The point is this: to the extent that rising debt must lead to some sort of adjustment in which certain economic sectors will lose purchasing power to balance demand and supply, each sector recognizes the risk and changes its behavior to protect itself from being forced to absorb the Cost.

These actions can in turn cause a host of ripple effects. Business owners can typically divest or shorten their investment horizons, property developers can scale back development projects, and factories can postpone expansion plans, and all of these actions reinforce similar behavior in other economic sectors. .

It is important to note that the government has imposed a super tax of 10% on banks, cement, iron and steel, sugar, oil and gas, fertilizers, LNG terminals, textiles, banks, automobiles, cigarettes, beverages, chemicals and airlines. This supertax was therefore imposed primarily by the manufacturing, industrial and a few professional services sectors, but was not intended to target those in real estate or retail.

But the government did not stop there and soon rumors swirled that it might still impose a special 5% income tax on manufacturers to create fiscal space to give billions of rupees relief to traders, bankers, brokers and real estate actors.

This behavior is particularly destructive because it is highly self-reinforcing: rising debt levels create increasing uncertainty about how the associated costs will be distributed, triggering financial distress behavior that undermines the growth, further widening the gap between debt service needs and debt service capacity and leading to more financial distress behaviors.


Unable or unwilling to see deficit spending for the ruinous model it is, government must at no cost repeat the past mistakes made by many African economies and drive the economy further into economic ruin by accumulating debt excessive (and therefore imposing heavier tax burdens). Excessive indebtedness harms the Pakistani economy in eight ways:

Calamities, debt crisis, growth: prospects – I

  1. It perpetuates the state-led approach to development, which has failed to generate economic prosperity and has left the economy in a precarious state characterized by dependency, poverty, tyranny, corruption, runaway inflation and deindustrialization.

  2. By perpetuating the state-driven approach to development, debt-fueled public spending is deepening poverty, consolidating political and economic repression and thus further delaying market-friendly reforms that Pakistani society urgently needs to develop. truly and weather the global economic storms.

  3. Debt repayments further cripple already crippled economies by diverting larger and larger shares of government revenue to debt servicing. Worse still, Pakistan pays much higher interest rates (9-16%) on its Eurobonds than developed countries.

  4. Like most government spending, Pakistani government spending tends to be mired in corruption, cronyism, embezzlement, rent seeking, overcharging and waste, which ultimately means it makes more harm than good. This only leads to further indebtedness to maintain the spending spree – a vicious cycle that attracts more political and economic opportunists seeking employment or to enrich themselves through government spending and favors.

  5. This leads to injustice and a wider income and wealth inequality gap, as politicians and their associates (e.g. big business and other interest groups) benefit first and most from these injections. money through various programs.

  6. Debt-driven government spending also means a heavier (i.e., more oppressive) tax burden in the future. High taxes are one of the main obstacles to economic development. Less development means more poverty, more human suffering and more poverty-related deaths.

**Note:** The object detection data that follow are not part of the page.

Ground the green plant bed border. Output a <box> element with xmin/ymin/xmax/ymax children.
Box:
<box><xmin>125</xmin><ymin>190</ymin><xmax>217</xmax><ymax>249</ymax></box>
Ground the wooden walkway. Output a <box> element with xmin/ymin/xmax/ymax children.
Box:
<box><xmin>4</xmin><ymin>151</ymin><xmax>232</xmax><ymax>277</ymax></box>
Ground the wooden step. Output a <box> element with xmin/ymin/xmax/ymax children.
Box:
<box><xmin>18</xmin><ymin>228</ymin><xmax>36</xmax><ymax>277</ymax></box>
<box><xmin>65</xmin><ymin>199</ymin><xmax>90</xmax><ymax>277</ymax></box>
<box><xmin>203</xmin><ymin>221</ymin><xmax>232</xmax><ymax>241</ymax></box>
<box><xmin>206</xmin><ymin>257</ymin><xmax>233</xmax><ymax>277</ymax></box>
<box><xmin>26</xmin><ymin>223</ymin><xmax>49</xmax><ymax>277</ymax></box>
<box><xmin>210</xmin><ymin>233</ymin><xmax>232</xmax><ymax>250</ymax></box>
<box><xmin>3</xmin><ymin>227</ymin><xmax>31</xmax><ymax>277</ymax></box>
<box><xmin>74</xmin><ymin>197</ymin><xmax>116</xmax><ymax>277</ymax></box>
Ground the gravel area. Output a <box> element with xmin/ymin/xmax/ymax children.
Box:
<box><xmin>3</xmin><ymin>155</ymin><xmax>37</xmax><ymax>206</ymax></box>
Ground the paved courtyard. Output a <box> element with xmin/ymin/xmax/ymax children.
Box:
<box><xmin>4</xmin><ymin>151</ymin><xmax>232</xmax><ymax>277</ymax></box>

  7. Moreover, excessive indebtedness leads to a situation where people, their children and even unborn children will have to be taxed to pay for today’s largely unnecessary and counterproductive government spending, which only enriches politicians. and their associates.

  8. On top of all this, debt (loans and grants) locks Pakistan into poverty and vassalage to foreign governments (mainly Western states, but others too these days).

    Sophisticated versions of 21st century financialized debt inevitably have to be repaid by the state, either through economic growth or increased taxation, hinting at the deep connection between fiscal and financial governance. Often, developing countries almost never repay their debts because they don’t have a strong economy. Increasing tax burdens in precarious economies such as Pakistan will only further impoverish an already impoverished society.

Instead of maintaining one of the most oppressive tax regimes in the world, targeting sectors that generate significant economic growth and proactively contribute to exports, Pakistan should implement tax policies that encourage local capital formation, investment, entrepreneurship and sustainable economic growth. The government should therefore consider suggestions from tax policy expert Dr Ikramul Haq, who says a paradigm shift is needed – the best tax is one that has the lowest possible tax rate on the highest possible tax base.

The entrepreneurial spirit is not lacking in Pakistan. To unleash this enormous potential, the government must first do much less. Above all, they must stop trying to micromanage the process of industrialization, whether through trade policy, industrial licensing, or direct control of state-owned enterprises. But they also need to do more. They should strive to control government borrowing and inflation, while investing adequately in physical infrastructure such as bridging the digital divide and non-physical infrastructure such as human capital.